4. Production CUDA C++ prefill kernel. XOR shared-memory swizzle (col ^ ((row & 7) << 3) — 1.75× improvement), staged cp.async.cg loads, ldmatrix.sync.aligned.m8n8.x4 fragment loads, mma.sync.aligned.m16n8k16.row.col.f32.bf16.bf16.f32 tensor cores, register-held query tiles, warp-shuffle softmax reductions, pack_gqa query layout. Templated on K/V bit widths and head dimensions. 128–200 registers, zero spills, 2 CTAs/SM.
5. Full FULL_AND_PIECEWISE CUDAGraph capture. Decode captured as a full graph, prefill captured piecewise per layer.

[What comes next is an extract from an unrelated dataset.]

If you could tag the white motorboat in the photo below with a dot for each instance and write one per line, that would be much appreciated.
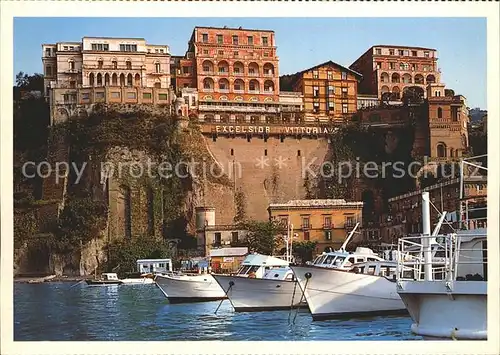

Both the FA4 subclass and the CUDA C++ prefill kernel are allocation-free and capture-safe. This is the bleeding-edge vLLM CUDAGraph mode; most backends don't use it yet.
6. Per-group BlockPool for hybrid models. Attention-plus-Mamba/GatedDeltaNet/ShortConv models suffer from block-pool inflation in vLLM's default allocator, because attention pages get padded to the Mamba state page size. With TQ4 compression this waste becomes catastrophic (effective capacity drops to 2–3%). The fork carries a per-layer-group block pool that lets each layer type use its natural page size. Model-agnostic; benefits any hybrid architecture.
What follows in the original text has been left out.